Isn't that backwards and upside-down and inside out? As the report states, "We should shift the burden of 'proving safety' to manufacturers prior to new chemical approval." The report blames weak laws and lax enforcement, and believes the Kids Safe Chemicals Act, (see www.ewg.org), which was recently introduced in the 110th Congress, has the potential to be an important first step toward a precautionary chemical management policy and a regulatory approach to reducing environmental cancer risk.

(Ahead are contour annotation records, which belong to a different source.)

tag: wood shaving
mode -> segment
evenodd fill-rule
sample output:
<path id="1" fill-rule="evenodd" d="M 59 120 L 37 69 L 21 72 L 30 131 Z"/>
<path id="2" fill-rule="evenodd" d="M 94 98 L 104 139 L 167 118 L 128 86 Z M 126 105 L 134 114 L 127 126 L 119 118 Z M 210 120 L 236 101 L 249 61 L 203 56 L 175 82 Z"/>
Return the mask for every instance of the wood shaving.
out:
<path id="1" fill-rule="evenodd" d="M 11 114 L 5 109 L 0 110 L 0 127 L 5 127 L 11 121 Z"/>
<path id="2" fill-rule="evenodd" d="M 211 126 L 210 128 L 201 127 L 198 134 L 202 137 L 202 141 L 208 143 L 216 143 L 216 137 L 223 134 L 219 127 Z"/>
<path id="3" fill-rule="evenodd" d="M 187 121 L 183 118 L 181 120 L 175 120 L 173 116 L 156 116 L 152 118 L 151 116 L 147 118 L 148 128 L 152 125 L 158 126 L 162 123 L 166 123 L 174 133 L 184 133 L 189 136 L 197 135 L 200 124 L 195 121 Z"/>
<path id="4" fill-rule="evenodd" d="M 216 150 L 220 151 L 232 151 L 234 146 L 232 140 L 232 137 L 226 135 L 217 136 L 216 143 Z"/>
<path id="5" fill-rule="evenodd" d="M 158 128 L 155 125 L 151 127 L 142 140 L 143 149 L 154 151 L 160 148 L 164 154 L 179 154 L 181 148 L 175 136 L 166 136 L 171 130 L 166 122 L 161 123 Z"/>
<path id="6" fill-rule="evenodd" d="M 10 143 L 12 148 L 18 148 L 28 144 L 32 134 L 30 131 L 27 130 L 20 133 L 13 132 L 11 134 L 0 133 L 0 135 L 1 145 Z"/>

Before we all run, hide, or stop drinking and eating, here are a few recommendations of what individuals can do from the report:

1. Children are far more susceptible to damage from environmental carcinogens and endocrine-disrupting compounds. Choose foods, house and garden products, play spaces, toys, medicines, and medical tests that will minimize children's exposure to toxins. Ideally, parents should avoid exposure to endocrine-disrupting chemicals and known or suspected carcinogens prior to a child's conception and throughout pregnancy and early life, when risk of damage is greatest.

2. Choose, to the extent possible, food grown without pesticides or chemical fertilizers, and wash conventionally grown produce to remove residues. Similarly, exposure to antibiotics, growth hormones, and toxic-runoff from livestock feedlots can be minimized by eating free-range meat raised without these chemicals, if it is available. Avoid or minimize consumption of processed, charred, and well-done meats.

3. Remove shoes before entering the home, and wash work clothes separately from family laundry to avoid numerous occupational chemicals.

4. Filter tap water and use it instead of commercially bottled water.

5. Store and carry water in stainless steel, glass, or BPA- and phthalate-free containers. This will reduce exposure to endocrine-disrupting chemicals that leach into water from plastics.

6. Microwave food and beverages in ceramic or glass instead of plastic, again to reduce endocrine-disrupting chemicals' leaching.

7. Check radon levels in your home. Radon is a natural source of radiation linked to cancer. 

Last, these smarty-pants experts actually want us all to be smart. An informed, involved, aware, and proactive public. Is that even humanly possible? Do we have the will to put down the chips and get off the couch?

This is what they suggest: "To a greater extent than many realize, individuals have the power to affect public policy by letting policymakers know that they strongly support environmental cancer research and measures that will reduce or remove from the environment toxics that are known or suspected carcinogens or endocrine-disrupting chemicals. Individuals can influence industry by selecting non-toxic products and, where these do not exist, communicating with manufacturers and trade organizations about the desire for safer products." 

If you get frustrated at the current food environment, do something about it. Every dollar you spend, every food choice you make, and every meal you eat is an opportunity to vote for what you believe in. We can’t change the way our food system is structured overnight, but we can make a difference three times a day by voting with our forks.